The Conventional Wisdom
Excess sodium increases the risks of high blood pressure, heart disease, and stroke. Salt should be avoided whenever possible.

But Wait...
We may be in danger of taking the salt-cutting crusade too far, say critics—who include, yes, the salt industry but also some independent scientists. After all, sodium is essential for muscle contraction (like the kind needed for the heart to beat), nerve-impulse transmission, pH balance, and hydration. While research findings supporting a low-salt diet have made headlines, some scientists are beginning to doubt the safety of extremely low-salt regimens for some groups of people.

Finding a Balance
There’s no conclusive evidence that lower amounts of salt are beneficial, says a 2013 report from the Institute of Medicine, which is part of the National Academy of Sciences. But you certainly don’t need the 3,400 milligrams of sodium a day that Americans, on average, currently consume. The U.S. Department of Agriculture (USDA) recommends less than 2,300 milligrams (just under a teaspoon) for healthy people and 1,500 milligrams for those with certain risk factors, such as being age 51 or over or having diabetes. How can we stop overdoing it? The fastest way is to limit processed foods. “It’s these items, not our salt shakers, that supply over 70 percent of the sodium in our diets,” says Linda Van Horn, Ph.D., a research nutritionist at the Feinberg School of Medicine at Northwestern University, in Evanston, Illinois.

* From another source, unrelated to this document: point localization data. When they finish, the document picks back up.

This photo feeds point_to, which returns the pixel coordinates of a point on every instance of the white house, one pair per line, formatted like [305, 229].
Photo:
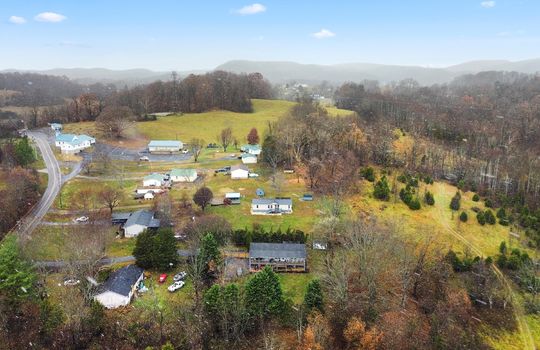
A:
[120, 287]
[70, 143]
[271, 206]
[183, 175]
[154, 180]
[251, 149]
[239, 172]
[136, 222]
[165, 146]
[248, 158]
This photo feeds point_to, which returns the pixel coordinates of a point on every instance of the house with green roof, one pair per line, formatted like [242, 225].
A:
[183, 175]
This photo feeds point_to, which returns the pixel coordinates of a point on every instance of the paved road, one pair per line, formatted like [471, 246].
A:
[33, 218]
[105, 261]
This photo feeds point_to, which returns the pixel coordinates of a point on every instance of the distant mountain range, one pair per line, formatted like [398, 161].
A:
[280, 72]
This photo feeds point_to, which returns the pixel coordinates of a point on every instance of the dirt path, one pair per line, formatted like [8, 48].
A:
[523, 326]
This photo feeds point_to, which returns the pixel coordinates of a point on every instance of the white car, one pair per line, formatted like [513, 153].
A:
[175, 286]
[180, 276]
[81, 219]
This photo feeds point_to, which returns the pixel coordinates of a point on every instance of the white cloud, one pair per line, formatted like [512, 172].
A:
[17, 20]
[323, 34]
[251, 9]
[50, 17]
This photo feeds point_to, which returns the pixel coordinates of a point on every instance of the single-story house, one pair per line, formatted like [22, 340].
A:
[154, 180]
[119, 288]
[70, 143]
[136, 222]
[149, 195]
[282, 257]
[234, 197]
[165, 146]
[271, 206]
[251, 149]
[248, 158]
[146, 190]
[183, 175]
[239, 172]
[57, 127]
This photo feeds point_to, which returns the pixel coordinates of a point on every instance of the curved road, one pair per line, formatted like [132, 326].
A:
[28, 224]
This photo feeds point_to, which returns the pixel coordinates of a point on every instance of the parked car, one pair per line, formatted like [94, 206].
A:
[175, 286]
[162, 278]
[180, 276]
[81, 219]
[69, 282]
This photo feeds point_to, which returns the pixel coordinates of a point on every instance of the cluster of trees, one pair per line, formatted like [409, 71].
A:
[244, 237]
[21, 192]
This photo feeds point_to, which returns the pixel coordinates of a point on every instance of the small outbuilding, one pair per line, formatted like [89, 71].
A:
[248, 158]
[282, 257]
[239, 172]
[165, 146]
[154, 180]
[183, 175]
[119, 288]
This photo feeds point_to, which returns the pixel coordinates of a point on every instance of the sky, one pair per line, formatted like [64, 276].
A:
[184, 35]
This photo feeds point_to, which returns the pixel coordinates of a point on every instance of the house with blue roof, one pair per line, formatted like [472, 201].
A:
[251, 149]
[71, 143]
[119, 288]
[165, 146]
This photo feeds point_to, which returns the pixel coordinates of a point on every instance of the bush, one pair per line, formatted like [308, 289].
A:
[381, 190]
[368, 174]
[455, 203]
[481, 218]
[490, 218]
[429, 199]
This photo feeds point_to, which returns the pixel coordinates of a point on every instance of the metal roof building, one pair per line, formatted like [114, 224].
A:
[282, 257]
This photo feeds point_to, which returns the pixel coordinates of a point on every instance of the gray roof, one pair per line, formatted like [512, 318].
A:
[240, 166]
[265, 201]
[143, 218]
[121, 281]
[277, 250]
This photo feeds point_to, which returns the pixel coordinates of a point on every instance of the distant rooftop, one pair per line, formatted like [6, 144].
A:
[277, 250]
[165, 143]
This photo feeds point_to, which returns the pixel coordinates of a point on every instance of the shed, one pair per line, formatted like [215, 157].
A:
[119, 288]
[239, 172]
[282, 257]
[183, 175]
[165, 146]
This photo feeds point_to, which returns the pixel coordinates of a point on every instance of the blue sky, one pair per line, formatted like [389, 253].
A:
[184, 35]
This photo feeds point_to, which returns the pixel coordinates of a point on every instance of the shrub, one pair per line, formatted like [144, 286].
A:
[368, 174]
[455, 203]
[429, 199]
[481, 218]
[490, 218]
[381, 189]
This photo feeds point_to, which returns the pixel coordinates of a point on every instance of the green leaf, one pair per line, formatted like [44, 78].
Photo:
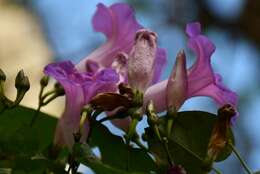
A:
[85, 156]
[19, 138]
[191, 131]
[25, 165]
[116, 153]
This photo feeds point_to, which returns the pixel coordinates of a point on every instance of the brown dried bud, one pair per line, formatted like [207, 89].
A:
[219, 137]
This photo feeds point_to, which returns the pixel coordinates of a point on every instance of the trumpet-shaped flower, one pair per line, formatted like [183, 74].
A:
[94, 74]
[141, 61]
[79, 89]
[198, 80]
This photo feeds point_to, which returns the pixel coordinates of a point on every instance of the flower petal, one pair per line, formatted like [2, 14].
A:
[201, 78]
[119, 25]
[79, 89]
[219, 93]
[66, 74]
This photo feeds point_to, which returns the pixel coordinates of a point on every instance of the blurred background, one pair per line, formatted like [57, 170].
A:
[36, 32]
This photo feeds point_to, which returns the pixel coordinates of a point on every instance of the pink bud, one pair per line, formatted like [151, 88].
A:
[119, 65]
[177, 86]
[141, 59]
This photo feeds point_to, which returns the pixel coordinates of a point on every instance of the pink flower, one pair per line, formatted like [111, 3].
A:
[198, 80]
[94, 74]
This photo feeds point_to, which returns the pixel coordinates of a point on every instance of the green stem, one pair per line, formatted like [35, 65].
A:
[248, 170]
[216, 170]
[39, 107]
[50, 99]
[139, 144]
[48, 93]
[166, 148]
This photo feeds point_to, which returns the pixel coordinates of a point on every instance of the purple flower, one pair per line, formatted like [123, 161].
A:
[199, 80]
[94, 74]
[119, 25]
[79, 89]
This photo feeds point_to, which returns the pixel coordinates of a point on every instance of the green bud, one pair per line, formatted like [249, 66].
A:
[2, 75]
[44, 81]
[22, 81]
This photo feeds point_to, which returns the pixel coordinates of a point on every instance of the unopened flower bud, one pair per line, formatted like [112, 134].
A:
[176, 169]
[44, 81]
[22, 81]
[2, 75]
[177, 84]
[141, 59]
[59, 89]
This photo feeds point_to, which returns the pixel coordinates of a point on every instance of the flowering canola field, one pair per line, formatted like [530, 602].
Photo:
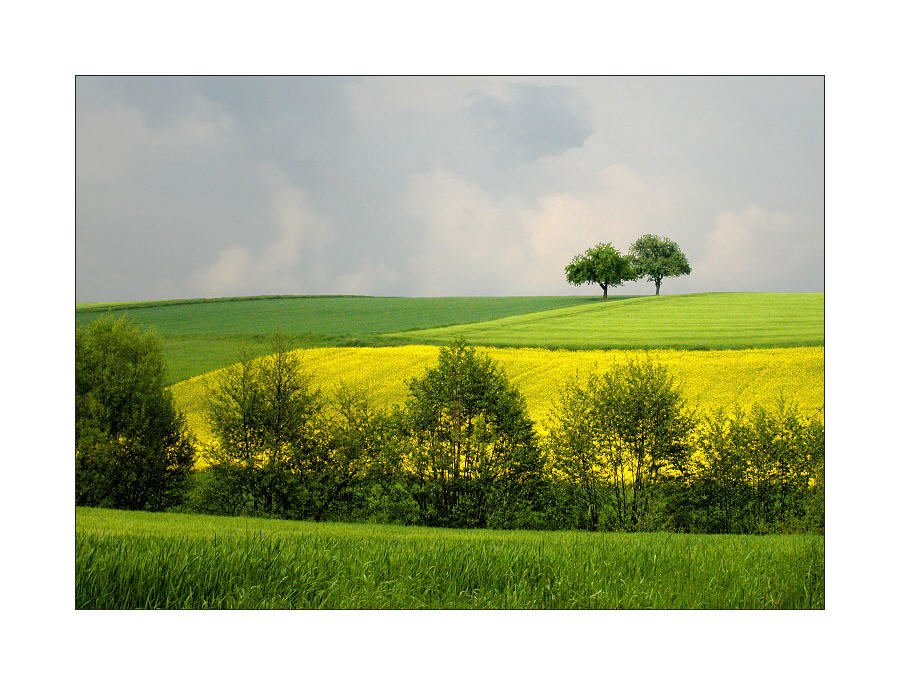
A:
[708, 379]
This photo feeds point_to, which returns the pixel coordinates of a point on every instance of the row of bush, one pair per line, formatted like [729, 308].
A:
[622, 451]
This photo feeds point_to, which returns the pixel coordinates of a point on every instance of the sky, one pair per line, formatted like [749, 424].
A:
[424, 186]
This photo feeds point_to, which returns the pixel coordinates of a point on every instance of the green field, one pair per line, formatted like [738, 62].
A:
[702, 321]
[131, 560]
[203, 335]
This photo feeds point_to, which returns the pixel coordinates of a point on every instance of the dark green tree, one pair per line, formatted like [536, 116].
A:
[618, 436]
[132, 450]
[472, 448]
[658, 258]
[265, 418]
[601, 264]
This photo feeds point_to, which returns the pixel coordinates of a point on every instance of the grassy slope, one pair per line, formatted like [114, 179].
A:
[202, 335]
[702, 321]
[708, 379]
[132, 560]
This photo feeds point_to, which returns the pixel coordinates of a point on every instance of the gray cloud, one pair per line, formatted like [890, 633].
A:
[444, 186]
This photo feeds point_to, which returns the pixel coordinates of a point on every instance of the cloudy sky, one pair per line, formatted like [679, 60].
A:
[203, 187]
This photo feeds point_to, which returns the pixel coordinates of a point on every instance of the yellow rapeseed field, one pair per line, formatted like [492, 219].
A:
[707, 379]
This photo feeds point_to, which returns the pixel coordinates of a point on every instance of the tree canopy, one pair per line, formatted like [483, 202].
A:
[601, 264]
[657, 258]
[472, 446]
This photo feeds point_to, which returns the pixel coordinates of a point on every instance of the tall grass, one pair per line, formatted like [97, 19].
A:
[128, 560]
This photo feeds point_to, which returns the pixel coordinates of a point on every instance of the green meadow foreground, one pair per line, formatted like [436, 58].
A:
[137, 560]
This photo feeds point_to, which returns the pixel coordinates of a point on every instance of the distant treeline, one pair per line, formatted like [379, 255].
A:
[622, 452]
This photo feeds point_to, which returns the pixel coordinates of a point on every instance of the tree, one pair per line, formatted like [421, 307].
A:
[601, 264]
[281, 449]
[657, 258]
[472, 447]
[132, 450]
[265, 418]
[618, 436]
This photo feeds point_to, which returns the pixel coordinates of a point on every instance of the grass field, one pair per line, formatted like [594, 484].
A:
[135, 560]
[202, 335]
[702, 321]
[708, 379]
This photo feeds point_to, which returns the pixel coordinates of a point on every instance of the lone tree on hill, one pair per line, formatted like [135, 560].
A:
[656, 258]
[601, 264]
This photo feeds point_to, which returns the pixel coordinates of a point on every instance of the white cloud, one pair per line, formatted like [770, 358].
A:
[292, 262]
[112, 138]
[754, 248]
[475, 243]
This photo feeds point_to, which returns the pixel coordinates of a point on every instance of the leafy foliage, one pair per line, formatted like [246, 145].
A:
[601, 264]
[472, 448]
[131, 448]
[618, 436]
[658, 258]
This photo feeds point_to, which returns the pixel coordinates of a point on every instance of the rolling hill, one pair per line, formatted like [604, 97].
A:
[702, 321]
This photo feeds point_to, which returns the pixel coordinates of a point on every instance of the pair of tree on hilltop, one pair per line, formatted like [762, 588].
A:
[650, 256]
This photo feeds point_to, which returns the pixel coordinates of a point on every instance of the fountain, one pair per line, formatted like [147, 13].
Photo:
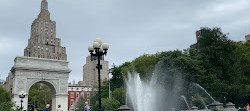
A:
[184, 98]
[204, 91]
[165, 92]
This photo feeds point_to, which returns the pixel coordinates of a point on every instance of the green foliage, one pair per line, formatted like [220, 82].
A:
[107, 105]
[80, 104]
[145, 65]
[5, 100]
[40, 95]
[120, 95]
[220, 60]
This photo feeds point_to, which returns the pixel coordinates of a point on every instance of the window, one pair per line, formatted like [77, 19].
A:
[88, 101]
[77, 95]
[72, 102]
[82, 94]
[72, 95]
[88, 94]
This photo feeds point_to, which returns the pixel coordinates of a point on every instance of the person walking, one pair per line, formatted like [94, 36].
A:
[59, 108]
[248, 108]
[47, 107]
[86, 108]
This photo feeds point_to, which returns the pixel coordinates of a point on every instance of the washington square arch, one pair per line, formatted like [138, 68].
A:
[44, 61]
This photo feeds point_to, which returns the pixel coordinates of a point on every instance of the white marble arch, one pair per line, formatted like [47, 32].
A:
[55, 73]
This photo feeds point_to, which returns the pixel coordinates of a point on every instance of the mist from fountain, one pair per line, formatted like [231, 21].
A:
[204, 91]
[165, 91]
[184, 98]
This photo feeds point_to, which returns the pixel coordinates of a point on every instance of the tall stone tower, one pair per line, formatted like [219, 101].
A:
[44, 61]
[90, 72]
[43, 42]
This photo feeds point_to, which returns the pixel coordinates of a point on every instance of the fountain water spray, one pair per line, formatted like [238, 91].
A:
[184, 98]
[204, 91]
[142, 95]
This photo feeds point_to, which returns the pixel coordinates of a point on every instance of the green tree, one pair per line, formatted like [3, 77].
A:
[80, 104]
[40, 95]
[5, 100]
[145, 65]
[219, 60]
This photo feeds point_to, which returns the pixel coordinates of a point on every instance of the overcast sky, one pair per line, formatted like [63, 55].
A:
[131, 27]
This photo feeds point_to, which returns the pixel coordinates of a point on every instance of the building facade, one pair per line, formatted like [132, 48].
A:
[247, 37]
[44, 61]
[43, 42]
[74, 93]
[90, 72]
[199, 34]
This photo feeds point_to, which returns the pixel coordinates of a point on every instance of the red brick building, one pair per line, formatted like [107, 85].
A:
[74, 93]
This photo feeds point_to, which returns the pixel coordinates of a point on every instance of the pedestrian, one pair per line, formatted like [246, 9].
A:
[86, 108]
[47, 107]
[59, 108]
[248, 108]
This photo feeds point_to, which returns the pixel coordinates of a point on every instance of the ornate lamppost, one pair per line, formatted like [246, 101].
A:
[22, 95]
[98, 50]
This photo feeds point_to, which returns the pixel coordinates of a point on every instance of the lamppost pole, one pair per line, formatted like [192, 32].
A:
[98, 50]
[99, 80]
[21, 96]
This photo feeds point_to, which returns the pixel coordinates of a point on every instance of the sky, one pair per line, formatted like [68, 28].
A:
[131, 27]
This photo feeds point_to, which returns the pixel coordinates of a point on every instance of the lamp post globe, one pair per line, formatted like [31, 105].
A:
[97, 50]
[96, 45]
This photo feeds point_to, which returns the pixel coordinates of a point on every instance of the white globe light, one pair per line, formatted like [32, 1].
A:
[91, 48]
[98, 40]
[101, 49]
[96, 45]
[105, 46]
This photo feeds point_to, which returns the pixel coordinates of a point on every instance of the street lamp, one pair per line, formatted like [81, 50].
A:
[21, 96]
[98, 49]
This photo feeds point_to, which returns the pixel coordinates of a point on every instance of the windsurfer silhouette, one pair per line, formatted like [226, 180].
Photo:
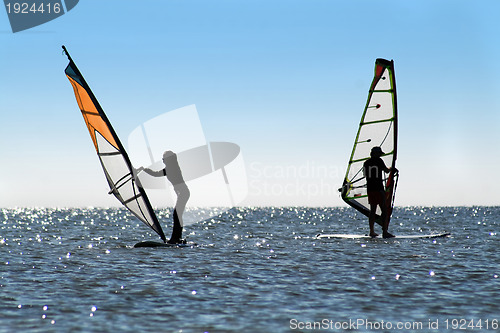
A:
[174, 174]
[373, 168]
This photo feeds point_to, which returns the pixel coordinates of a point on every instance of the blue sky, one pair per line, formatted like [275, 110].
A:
[286, 80]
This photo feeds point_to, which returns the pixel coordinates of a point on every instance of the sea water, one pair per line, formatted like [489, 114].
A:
[253, 270]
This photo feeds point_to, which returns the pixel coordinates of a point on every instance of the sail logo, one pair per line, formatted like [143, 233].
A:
[26, 14]
[214, 171]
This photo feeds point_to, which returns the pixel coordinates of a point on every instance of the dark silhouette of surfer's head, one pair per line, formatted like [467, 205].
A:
[376, 152]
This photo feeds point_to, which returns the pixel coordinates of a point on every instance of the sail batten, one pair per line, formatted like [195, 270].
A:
[378, 127]
[114, 159]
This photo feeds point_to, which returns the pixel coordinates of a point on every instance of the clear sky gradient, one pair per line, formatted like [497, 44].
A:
[286, 80]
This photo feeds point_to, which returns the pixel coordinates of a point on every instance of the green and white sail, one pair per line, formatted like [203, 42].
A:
[378, 127]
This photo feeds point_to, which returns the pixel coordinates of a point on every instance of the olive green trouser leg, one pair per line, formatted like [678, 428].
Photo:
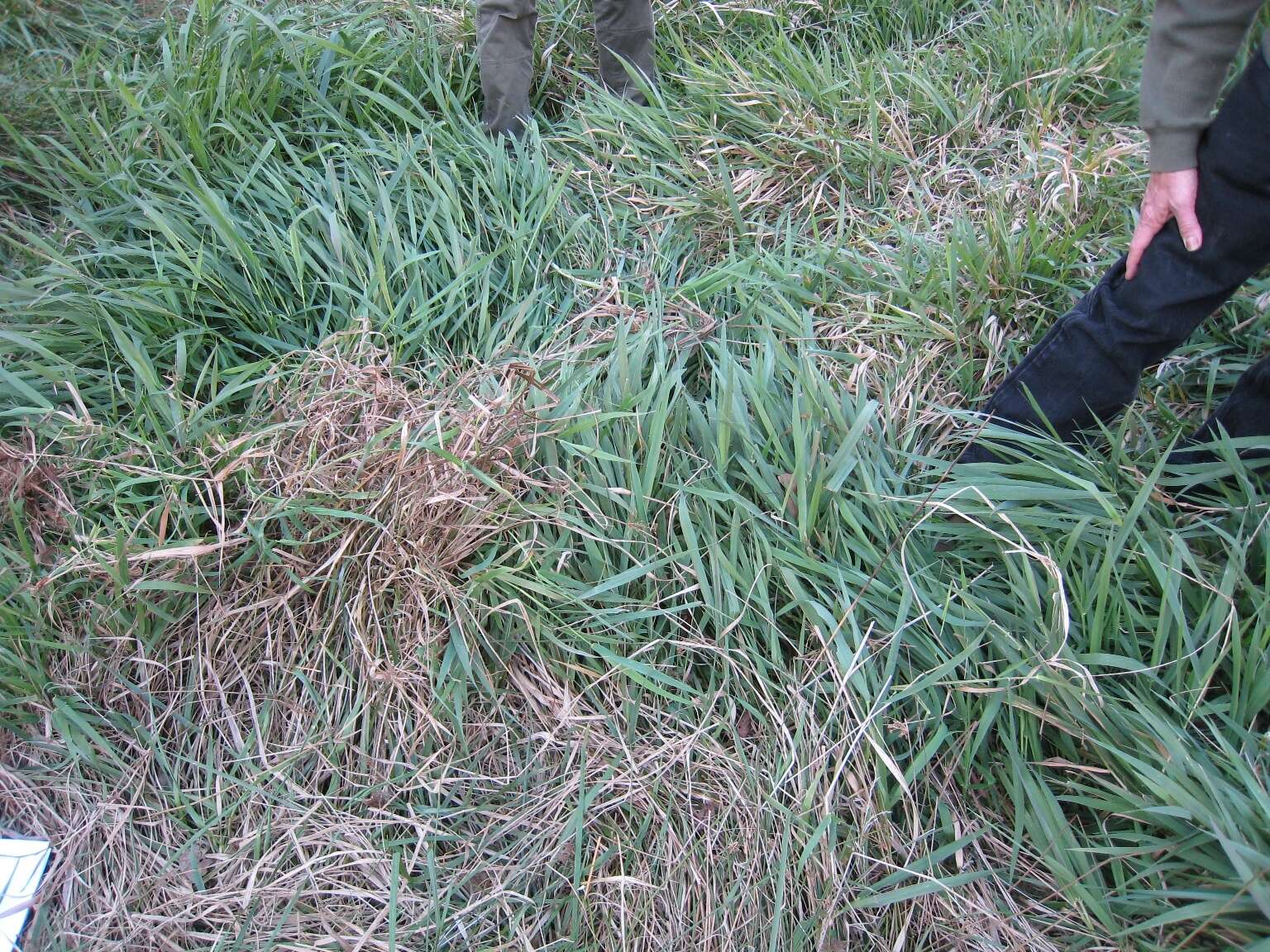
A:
[504, 43]
[623, 33]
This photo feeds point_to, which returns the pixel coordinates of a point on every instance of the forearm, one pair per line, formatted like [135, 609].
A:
[1191, 46]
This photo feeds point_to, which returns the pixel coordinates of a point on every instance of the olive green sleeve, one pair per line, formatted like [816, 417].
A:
[1191, 46]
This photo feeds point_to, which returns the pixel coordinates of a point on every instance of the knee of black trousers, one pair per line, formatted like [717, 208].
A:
[504, 30]
[623, 17]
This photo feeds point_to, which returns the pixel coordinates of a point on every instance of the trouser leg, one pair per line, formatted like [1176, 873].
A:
[504, 42]
[623, 35]
[1245, 412]
[1089, 364]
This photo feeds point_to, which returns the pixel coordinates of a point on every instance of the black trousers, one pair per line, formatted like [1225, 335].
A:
[1089, 364]
[504, 40]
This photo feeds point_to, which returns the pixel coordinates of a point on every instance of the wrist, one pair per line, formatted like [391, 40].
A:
[1172, 150]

Salt is a preservative and a flavor enhancer, which is why it’s in almost anything that you buy in a box, a can, or a bag. What packs a high amount of salt isn’t always obvious: The salt content in soups, breads, and even breakfast cereals (some of which have higher salt-to-calorie ratios than chips) can quickly add up.

So read labels carefully when you shop. Even better, cook at home, where you can control the salt. If you consumed a lot of salty products in one day (French-fry binge!), be extra mindful the next. And use lemon juice, vinegar, herbs, onions, or garlic—not extra salt—to amp up the flavor of your food.